Van de jongeren in Delft (3 vmbo) geeft 28% aan zich wel eens onveilig te voelen, bijvoorbeeld op straat, in het openbaar vervoer, tijdens het uitgaan of thuis.7 Dit percentage is in regio Zuid-Holland West 29% (Tabel 1).
Eén op de zes jongens (16%) en vier op de tien meisjes (42%) voelen zich wel eens onveilig. Een kwart van de jongeren op het vmbo-tl (26%) en vier op de tien jongeren op het vmbo-overig (40%) voelt zich wel eens onveilig. Van de jongeren van Nederlandse afkomst geeft 26% aan zich wel eens onveilig te voelen, bij jongeren van niet-Nederlandse afkomst is dit 32% (Figuur 1).
Vanwege privacy (te kleine aantallen) is het niet mogelijk om de locaties waar jongeren zich onveilig voelen weer te geven voor jongeren (3 vmbo) in Delft. Daarom presenteren we hier de gegevens voor jongeren (3 vmbo) uit Zuid-Holland West (Tabel 2). Van de jongeren (3 vmbo) in de regio Zuid-Holland West geeft 11 % aan zich wel eens onveilig te voelen in de trein, tram, bus of metro. Bijna één op de tien jongeren voelt zich wel eens onveilig op straat buiten de eigen woonbuurt (9%) of op het station (9%) (Tabel 2).
Van de jongeren (4 havo/vwo) in Delft geeft één derde (35%) aan zich wel eens onveilig te voelen, bijvoorbeeld op straat, in het openbaar vervoer, tijdens het uitgaan of thuis.7 In Zuid-Holland West is dit percentage 34% (Tabel 3).
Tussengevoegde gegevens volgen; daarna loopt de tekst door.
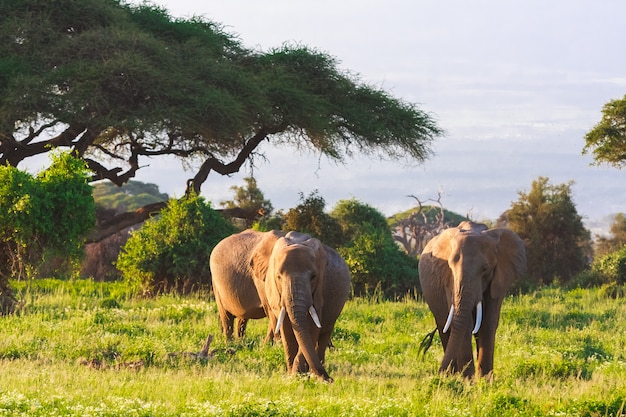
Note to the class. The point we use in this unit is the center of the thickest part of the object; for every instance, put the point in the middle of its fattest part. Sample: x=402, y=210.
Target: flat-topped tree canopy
x=116, y=82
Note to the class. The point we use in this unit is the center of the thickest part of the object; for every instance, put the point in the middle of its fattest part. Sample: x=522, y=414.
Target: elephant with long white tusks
x=465, y=273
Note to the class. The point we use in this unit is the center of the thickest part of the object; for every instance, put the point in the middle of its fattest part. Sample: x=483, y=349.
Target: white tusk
x=281, y=318
x=449, y=321
x=479, y=317
x=314, y=316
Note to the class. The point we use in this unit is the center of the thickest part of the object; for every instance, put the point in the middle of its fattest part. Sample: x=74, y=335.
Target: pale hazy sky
x=515, y=84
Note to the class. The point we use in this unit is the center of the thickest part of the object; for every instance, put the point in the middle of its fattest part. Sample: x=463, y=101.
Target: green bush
x=171, y=252
x=44, y=219
x=612, y=267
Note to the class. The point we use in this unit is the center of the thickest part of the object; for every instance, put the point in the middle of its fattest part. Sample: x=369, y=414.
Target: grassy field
x=87, y=349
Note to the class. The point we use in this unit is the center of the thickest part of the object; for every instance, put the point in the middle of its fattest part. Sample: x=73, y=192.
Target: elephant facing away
x=306, y=284
x=465, y=273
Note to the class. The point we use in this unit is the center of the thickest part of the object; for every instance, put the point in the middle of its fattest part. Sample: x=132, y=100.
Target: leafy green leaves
x=43, y=216
x=172, y=251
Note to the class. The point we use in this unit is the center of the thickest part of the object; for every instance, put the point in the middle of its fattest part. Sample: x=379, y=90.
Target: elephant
x=307, y=284
x=465, y=273
x=239, y=270
x=236, y=294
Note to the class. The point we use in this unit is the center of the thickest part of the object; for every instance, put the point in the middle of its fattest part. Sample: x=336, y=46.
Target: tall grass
x=84, y=348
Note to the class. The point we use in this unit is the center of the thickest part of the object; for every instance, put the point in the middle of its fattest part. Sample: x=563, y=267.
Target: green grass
x=559, y=353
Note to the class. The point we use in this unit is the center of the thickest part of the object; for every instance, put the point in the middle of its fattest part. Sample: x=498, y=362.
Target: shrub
x=374, y=258
x=171, y=252
x=612, y=267
x=44, y=219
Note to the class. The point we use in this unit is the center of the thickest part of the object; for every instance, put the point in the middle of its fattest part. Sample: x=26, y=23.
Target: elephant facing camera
x=465, y=273
x=296, y=281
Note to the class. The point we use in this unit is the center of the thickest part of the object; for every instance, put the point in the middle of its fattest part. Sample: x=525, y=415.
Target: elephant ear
x=260, y=256
x=433, y=262
x=511, y=260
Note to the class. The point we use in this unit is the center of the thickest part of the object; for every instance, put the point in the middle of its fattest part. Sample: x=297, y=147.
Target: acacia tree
x=119, y=84
x=617, y=240
x=607, y=140
x=249, y=203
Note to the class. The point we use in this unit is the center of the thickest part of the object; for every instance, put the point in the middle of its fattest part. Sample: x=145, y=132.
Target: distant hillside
x=129, y=197
x=599, y=227
x=450, y=217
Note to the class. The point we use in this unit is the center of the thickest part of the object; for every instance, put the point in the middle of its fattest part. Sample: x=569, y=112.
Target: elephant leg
x=228, y=323
x=322, y=343
x=300, y=365
x=290, y=344
x=241, y=327
x=227, y=320
x=486, y=338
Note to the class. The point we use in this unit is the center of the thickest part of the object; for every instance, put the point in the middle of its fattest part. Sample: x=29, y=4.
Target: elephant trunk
x=458, y=356
x=304, y=328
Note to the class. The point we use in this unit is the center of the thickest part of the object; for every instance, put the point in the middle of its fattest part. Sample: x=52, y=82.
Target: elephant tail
x=426, y=342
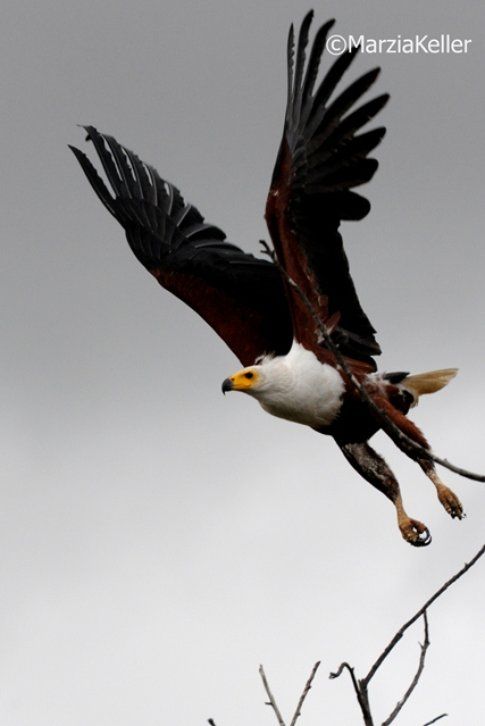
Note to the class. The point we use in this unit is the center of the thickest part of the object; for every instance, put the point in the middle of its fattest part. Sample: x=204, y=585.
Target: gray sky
x=159, y=541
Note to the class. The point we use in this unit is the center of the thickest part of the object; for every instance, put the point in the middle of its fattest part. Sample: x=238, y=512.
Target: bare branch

Twee op de tien jongens (19%) en de helft van de meisjes (49%) voelen zich wel eens onveilig. Vier op de tien jongeren op de havo (42%) en ruim een kwart van de jongeren op het vwo (27%) voelen zich wel eens onveilig. Van de jongeren met een Nederlandse achtergrond geeft 38% aan zich wel eens onveilig te voelen, van jongeren met een niet-Nederlandse achtergrond is dit 28% (Figuur 2).
In Delft geeft 17% van de jongeren (4 havo/vwo) aan zich wel eens onveilig te voelen op straat buiten de eigen woonbuurt. 14% voelt zich niet altijd veilig op het station, terwijl één op de acht jongeren zich in de trein, tram, bus en/of metro wel eens onveilig voelt (12%). Tijdens het uitgaan voelt 4% zich wel eens onveilig, op straat in de eigen woonbuurt voelt 3% zich wel eens onveilig en in het winkelcentrum is dit 2%. Vanwege te kleine aantallen (privacy) is het niet mogelijk te presenteren hoeveel jongeren zich thuis, op school of bij sportaccommodaties wel eens onveilig voelen (Tabel 4).